As the study was a self-reported cross-sectional survey, no attribution of causality can be made. Telephone surveys can be influenced by a number of factors including, in the case of migrant workers, fear of consequences for participating [43
] and fear of being identified which might impact their work [44
]. However, the high participation rate (79.4%) suggests that few of the workers we contacted were in these categories. A further limitation of this study was the need to include two non-probability sampling strategies to achieve the required number of workers within each migrant group. Weighting the data to the census for workers from each migrant group helped to address any bias in population estimates and there was an unexpected bonus. The sample we used from the sample broker, who only provided mobile numbers, yielded more workers who were young, male and from lower socioeconomic levels.
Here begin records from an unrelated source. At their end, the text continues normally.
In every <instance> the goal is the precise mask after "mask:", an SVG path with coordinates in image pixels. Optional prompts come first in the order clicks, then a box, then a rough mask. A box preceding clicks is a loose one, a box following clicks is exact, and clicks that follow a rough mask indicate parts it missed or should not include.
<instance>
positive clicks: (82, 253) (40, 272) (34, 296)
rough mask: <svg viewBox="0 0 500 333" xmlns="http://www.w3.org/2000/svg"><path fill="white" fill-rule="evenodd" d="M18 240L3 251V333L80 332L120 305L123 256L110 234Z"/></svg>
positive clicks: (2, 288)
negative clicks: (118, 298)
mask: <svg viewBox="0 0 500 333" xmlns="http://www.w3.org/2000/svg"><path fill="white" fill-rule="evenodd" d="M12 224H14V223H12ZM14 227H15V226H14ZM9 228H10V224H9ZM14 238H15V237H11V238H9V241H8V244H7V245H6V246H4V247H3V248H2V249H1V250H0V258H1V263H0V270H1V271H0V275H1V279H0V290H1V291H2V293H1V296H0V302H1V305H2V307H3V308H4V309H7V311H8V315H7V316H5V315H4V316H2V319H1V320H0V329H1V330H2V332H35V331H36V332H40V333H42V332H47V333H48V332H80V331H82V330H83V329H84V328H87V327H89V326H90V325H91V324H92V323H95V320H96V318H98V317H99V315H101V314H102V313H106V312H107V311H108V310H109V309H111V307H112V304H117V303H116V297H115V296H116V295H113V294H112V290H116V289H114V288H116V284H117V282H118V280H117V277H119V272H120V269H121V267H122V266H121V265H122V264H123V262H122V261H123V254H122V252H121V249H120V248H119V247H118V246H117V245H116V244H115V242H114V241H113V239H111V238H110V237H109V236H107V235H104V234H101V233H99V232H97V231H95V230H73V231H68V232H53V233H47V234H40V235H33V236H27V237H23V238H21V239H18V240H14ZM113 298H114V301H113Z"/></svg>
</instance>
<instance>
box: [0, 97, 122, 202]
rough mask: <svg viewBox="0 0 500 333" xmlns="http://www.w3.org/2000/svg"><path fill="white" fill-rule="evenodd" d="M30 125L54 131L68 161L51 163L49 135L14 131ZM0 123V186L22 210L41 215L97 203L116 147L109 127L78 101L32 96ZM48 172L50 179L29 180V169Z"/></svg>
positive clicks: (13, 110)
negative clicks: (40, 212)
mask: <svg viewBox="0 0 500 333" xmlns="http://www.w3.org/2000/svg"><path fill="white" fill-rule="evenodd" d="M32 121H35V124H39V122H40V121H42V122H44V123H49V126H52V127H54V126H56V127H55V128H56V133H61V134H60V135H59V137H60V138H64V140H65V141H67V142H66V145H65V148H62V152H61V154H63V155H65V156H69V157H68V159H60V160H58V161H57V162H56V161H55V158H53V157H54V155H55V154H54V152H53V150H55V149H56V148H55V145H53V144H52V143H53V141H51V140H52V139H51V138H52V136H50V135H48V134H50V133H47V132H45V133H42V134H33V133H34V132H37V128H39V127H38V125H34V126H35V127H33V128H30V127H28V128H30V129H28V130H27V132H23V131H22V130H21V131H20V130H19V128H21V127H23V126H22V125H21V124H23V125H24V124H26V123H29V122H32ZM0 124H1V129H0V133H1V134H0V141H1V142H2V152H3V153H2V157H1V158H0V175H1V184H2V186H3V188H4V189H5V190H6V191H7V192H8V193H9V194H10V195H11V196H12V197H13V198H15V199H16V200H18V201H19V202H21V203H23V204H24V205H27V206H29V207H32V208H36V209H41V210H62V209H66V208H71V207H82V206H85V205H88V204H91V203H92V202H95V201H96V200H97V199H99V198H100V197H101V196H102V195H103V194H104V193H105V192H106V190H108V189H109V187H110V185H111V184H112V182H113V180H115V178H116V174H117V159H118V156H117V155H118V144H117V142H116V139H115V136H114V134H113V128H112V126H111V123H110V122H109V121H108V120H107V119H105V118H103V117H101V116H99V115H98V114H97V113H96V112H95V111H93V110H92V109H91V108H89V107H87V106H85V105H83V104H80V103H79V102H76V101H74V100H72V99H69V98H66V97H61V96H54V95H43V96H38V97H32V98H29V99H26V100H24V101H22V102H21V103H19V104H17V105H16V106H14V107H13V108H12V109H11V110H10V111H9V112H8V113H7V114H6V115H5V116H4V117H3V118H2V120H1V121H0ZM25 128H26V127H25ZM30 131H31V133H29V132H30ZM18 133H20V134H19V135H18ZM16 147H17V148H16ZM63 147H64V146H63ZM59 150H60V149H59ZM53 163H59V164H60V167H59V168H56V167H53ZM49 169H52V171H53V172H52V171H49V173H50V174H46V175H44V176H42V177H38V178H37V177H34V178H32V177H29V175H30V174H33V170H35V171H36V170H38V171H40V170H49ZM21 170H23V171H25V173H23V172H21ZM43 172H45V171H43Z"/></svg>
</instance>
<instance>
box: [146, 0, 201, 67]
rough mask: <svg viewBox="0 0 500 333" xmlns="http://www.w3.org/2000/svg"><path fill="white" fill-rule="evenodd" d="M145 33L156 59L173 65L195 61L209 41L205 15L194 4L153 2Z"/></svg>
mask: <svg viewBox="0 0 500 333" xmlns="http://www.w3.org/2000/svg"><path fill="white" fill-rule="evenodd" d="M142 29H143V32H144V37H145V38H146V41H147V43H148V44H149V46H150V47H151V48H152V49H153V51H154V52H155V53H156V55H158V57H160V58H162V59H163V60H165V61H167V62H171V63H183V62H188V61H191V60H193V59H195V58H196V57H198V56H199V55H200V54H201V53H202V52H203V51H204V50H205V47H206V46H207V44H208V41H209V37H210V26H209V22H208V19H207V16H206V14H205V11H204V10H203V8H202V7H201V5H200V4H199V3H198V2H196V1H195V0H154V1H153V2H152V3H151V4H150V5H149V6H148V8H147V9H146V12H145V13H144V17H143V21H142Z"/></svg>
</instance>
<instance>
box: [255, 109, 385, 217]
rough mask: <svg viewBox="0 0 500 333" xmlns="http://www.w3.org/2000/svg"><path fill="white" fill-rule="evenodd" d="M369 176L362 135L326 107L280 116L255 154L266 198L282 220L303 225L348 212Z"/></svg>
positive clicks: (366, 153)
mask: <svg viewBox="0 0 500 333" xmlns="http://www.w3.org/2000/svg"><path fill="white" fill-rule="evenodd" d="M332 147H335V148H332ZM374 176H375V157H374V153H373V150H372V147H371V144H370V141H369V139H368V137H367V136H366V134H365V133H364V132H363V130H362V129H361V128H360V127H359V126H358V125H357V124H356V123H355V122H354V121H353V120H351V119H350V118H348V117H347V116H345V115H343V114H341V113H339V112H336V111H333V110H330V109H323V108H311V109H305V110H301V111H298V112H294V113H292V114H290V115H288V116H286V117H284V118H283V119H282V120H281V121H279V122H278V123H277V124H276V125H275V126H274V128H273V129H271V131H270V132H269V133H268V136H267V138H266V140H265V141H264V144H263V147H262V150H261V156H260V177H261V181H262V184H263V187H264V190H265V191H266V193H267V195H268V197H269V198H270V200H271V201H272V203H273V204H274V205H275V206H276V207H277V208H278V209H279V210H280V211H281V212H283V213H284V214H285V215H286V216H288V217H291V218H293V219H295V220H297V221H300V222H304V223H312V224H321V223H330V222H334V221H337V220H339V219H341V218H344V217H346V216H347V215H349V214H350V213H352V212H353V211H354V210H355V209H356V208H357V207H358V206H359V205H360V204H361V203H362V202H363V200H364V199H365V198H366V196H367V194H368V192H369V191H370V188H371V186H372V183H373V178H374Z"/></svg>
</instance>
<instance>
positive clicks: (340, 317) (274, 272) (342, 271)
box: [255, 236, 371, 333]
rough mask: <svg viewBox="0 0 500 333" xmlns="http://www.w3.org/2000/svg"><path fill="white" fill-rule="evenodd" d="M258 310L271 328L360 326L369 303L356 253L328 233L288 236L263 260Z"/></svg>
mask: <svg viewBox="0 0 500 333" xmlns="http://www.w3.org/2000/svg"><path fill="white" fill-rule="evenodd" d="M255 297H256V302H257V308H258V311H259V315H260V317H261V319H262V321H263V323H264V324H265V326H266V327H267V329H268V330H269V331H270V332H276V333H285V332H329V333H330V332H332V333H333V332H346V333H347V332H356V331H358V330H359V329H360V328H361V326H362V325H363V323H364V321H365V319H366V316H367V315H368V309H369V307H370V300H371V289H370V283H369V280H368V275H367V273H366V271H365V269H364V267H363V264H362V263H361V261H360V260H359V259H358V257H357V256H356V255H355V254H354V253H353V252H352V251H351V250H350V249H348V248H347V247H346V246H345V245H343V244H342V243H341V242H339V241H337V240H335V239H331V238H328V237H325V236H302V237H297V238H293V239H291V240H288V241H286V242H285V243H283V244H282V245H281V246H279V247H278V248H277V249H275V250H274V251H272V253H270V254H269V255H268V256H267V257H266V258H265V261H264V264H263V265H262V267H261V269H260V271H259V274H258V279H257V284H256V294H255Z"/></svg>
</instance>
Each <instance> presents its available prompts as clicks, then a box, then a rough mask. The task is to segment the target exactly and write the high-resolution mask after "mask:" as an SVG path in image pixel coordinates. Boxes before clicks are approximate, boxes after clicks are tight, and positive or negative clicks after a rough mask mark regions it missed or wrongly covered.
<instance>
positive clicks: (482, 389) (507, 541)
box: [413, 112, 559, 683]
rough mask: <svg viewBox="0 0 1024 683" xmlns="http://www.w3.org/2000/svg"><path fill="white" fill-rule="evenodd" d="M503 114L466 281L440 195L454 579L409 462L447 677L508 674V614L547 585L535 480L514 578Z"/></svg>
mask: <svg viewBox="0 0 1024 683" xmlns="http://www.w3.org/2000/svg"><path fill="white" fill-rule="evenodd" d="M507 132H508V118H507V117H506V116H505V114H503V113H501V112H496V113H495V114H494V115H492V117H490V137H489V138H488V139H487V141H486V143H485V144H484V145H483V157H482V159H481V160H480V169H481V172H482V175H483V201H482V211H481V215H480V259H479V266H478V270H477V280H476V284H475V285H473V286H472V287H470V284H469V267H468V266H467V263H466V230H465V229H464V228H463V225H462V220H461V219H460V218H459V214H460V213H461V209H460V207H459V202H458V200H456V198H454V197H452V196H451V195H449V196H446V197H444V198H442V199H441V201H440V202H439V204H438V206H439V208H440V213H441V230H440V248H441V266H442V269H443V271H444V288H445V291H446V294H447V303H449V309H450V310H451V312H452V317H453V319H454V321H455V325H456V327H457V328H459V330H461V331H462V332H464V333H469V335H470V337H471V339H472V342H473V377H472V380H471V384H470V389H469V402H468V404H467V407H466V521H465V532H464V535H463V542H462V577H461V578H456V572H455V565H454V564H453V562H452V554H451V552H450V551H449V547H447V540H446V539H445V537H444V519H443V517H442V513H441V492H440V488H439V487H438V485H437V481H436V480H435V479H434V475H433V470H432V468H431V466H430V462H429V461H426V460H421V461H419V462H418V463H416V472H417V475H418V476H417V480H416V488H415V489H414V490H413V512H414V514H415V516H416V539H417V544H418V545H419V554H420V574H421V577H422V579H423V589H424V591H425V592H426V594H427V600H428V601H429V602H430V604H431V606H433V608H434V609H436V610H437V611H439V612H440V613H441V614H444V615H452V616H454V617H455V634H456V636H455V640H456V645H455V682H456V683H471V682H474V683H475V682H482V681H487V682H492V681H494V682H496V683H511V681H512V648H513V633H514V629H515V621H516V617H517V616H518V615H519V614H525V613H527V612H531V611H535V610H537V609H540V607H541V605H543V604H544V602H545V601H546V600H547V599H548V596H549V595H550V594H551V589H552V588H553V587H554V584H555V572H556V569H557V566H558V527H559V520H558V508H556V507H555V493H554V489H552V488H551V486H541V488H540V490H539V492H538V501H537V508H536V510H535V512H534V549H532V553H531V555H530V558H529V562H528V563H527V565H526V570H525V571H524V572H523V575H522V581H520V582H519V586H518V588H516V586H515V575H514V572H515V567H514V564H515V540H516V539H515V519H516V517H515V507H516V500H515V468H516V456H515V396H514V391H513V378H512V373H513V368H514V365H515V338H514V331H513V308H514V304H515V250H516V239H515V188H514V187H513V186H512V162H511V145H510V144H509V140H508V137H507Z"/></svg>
This supports previous research, which argues for the importance of using flexible methods when researching “hard-to-reach” populations [45
We only looked at two dimensions of precarious employment and there are more as identified by Vives [4
], and there may be other dimensions that impact negatively on health to a greater or lesser extent.
A strength of this study is that we collected quantitative individual-level data from workers across the population, rather than just in high-risk industries. This allowed us to include all job types allowing for the results to be generalised to the population, which is unusual in studies on migrant workers.